America's Geekheart (Bro Code #2)(17)



“Relax,” Wyatt says. “We didn’t break Pac-Man.”

“Mom sent cinnamon rolls,” Ellie adds quickly, and dammit, they’re hiding something.

But cinnamon rolls are the magic words.

My mother makes the best cinnamon rolls on the entire planet. I’ve flown home overnight from Australia before just to be there when she pulled them out of the oven. When we were kids, everyone knew when she made cinnamon rolls, because you could smell them baking all the way down to the end of the street at the Wilsons’ house, and she always made enough to feed an army, because that’s how many kids would show up on the doorstep looking for Saturday morning cinnamon rolls.

But when I head for the kitchen, Ellie blocks me. “Tell me you’re not pulling the Hollywood fake relationship thing with my neighbor,” she says in that deadly tone of voice that suggests there’s one right answer and one wrong answer that will result in a titty twister to end all titty twisters.

But it still doesn’t stop me from fantasizing about Sarah, which I’ve been trying very hard not to do all morning.

Those eyes. Those intense, wary eyes. And don’t get me started on the curves hiding under her clothes.

She has me fascinated. Which is dangerous, because I know she has secrets.

“What? Fake relationship with Sarah? No. You know me better than that.”

She crosses her arms and demonstrates how much she’s learned about being a mom in the year since she and Wyatt started dating seriously.

Shit, she’s good at that don’t give me your bullshit glare.

“What?” I ask again.

“The apology video?” she prompts.

“She wanted to spread the word about giraffes. I wanted to apologize. Win-win.” And my growing belief that it was that simple, that she’s not interested in anything else, is both refreshing and frustrating, because I think I like her.

“Have you talked to your team this morning?” Ellie asks.

“Hey, nudie dude, your brains are here,” Davis calls.

“Was he always this not-funny?” I ask Ellie.

“Were you always this sensitive? That was hilarious. And I take it that’s a no to talking to your team yet.”

“It’s Sunday.
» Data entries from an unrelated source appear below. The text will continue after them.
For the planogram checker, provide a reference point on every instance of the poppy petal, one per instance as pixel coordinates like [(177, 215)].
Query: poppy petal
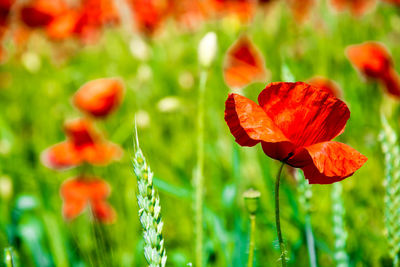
[(391, 81), (61, 156), (305, 114), (248, 122), (99, 97), (103, 211), (332, 162), (75, 197), (243, 64)]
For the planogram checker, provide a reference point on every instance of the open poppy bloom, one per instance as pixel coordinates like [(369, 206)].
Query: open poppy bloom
[(243, 64), (374, 61), (356, 7), (83, 144), (295, 123), (99, 97), (326, 84), (81, 192)]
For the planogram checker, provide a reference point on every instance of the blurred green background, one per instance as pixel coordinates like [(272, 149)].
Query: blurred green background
[(162, 91)]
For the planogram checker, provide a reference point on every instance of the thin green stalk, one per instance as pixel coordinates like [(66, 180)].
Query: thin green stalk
[(252, 240), (304, 196), (199, 177), (277, 218)]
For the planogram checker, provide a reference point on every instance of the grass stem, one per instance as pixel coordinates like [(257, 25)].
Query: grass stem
[(252, 240), (277, 218), (199, 177)]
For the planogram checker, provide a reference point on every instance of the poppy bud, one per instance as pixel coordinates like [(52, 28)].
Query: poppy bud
[(251, 200), (207, 49)]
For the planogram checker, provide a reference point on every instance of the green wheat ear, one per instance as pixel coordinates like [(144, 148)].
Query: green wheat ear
[(390, 149), (149, 210)]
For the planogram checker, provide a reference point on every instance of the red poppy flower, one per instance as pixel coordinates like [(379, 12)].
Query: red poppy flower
[(356, 7), (243, 9), (394, 2), (295, 123), (83, 144), (39, 13), (93, 15), (81, 192), (326, 85), (63, 26), (374, 61), (99, 97), (243, 64)]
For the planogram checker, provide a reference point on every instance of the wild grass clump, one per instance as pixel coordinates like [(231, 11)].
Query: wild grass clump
[(149, 211)]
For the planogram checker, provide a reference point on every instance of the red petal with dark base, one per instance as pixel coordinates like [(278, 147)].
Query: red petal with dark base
[(248, 122), (332, 161), (306, 115)]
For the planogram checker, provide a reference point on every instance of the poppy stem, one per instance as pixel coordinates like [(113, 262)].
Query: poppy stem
[(199, 179), (277, 218), (252, 240)]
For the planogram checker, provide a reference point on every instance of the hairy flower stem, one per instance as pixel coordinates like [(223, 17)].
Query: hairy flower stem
[(199, 177), (149, 211), (252, 240), (277, 218)]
I told them to take the day off.” Not that they listened, because we’re in crisis mode, but it was a nice dream.

“At this rate, I’ll take a Sunday off in three years,” Charlie says. She stops in the doorway too and looks me up and down, her no-bullshit meter also clearly pinging high today. “You’re not answering your phone.”

“You want one of my mom’s cinnamon rolls? They go great with bad news. Did I miss Vaughn?”

“No, and it’s not all bad news.”

That means it’s mostly bad news with a side of sunshine. “New plan. Cancel all my appearances for the next month, and I’ll go into hiding in Shipwreck while we tell people I’m in rehab.”

“Everyone who invited you to appearances for the next four months canceled them already. We’re at a point of having to make up an event for you to have an appearance at if you’re ever going to be seen in public again.”

“So…we just need to spread the rehab rumors?”

“It’s astonishing to me that you run a billion-dollar fashion empire with this kind of attitude,” Ellie says.

I grunt. It won’t be a billion-dollar fashion empire for long at this rate.

“He’s a lot smarter when we’re in Milan or Paris,” Charlie tells her. “Being home turns him into a teenager who just wants to play video games again.”

I’d argue that that’s not fair, except it’s true. “Home’s for kicking back and relaxing. I work four hundred eighty-seven days of the year, so when I get my twenty-six to relax, I relax. Work hard, play hard.”

“Until you fuck up hard,” Charlie points out.

“Video didn’t work?”

“Worked too well.”

Ellie glares harder.

Charlie gives me the you’re so screwed smile.

And I realize that whatever’s going on, cinnamon rolls won’t solve it.





Nine





Sarah



Mackenzie shows up shortly after noon with peace offerings in the form of caramel corn and takeout burgers. And because I would’ve posted the video by now myself anyway—maybe edited, maybe not—and I still haven’t told her the truth about where I grew up, I let her in and hug her tight.

“Why are there two black cars with scary looking men parked across the street?” she asks me.

“Security. In case I get doxed. Charlie set it up.”

“Doxed?”

“Doxed. When the crazies on the internet find someone’s address and post it so weird stalker people can come by to see if Beck Ryder’s really my boyfriend.” I roll my eyes like it’s no big deal, but the internet is a scary place with scary people sometimes.

Can’t deny that I was grateful to get Charlie’s message this morning that they’d put extra security in the neighborhood as a precaution.

Especially after I logged onto Twitter to see how bad it was when I got home a couple hours ago.

Currently fifty-fifty, with half the world wondering if Beck Ryder’s apology was sincere enough to result in me crushing on him, and the other half of the world in total chaos arguing still over whether Beck or I are the uglier, stupider, assholier, or more desperate of the pair of us.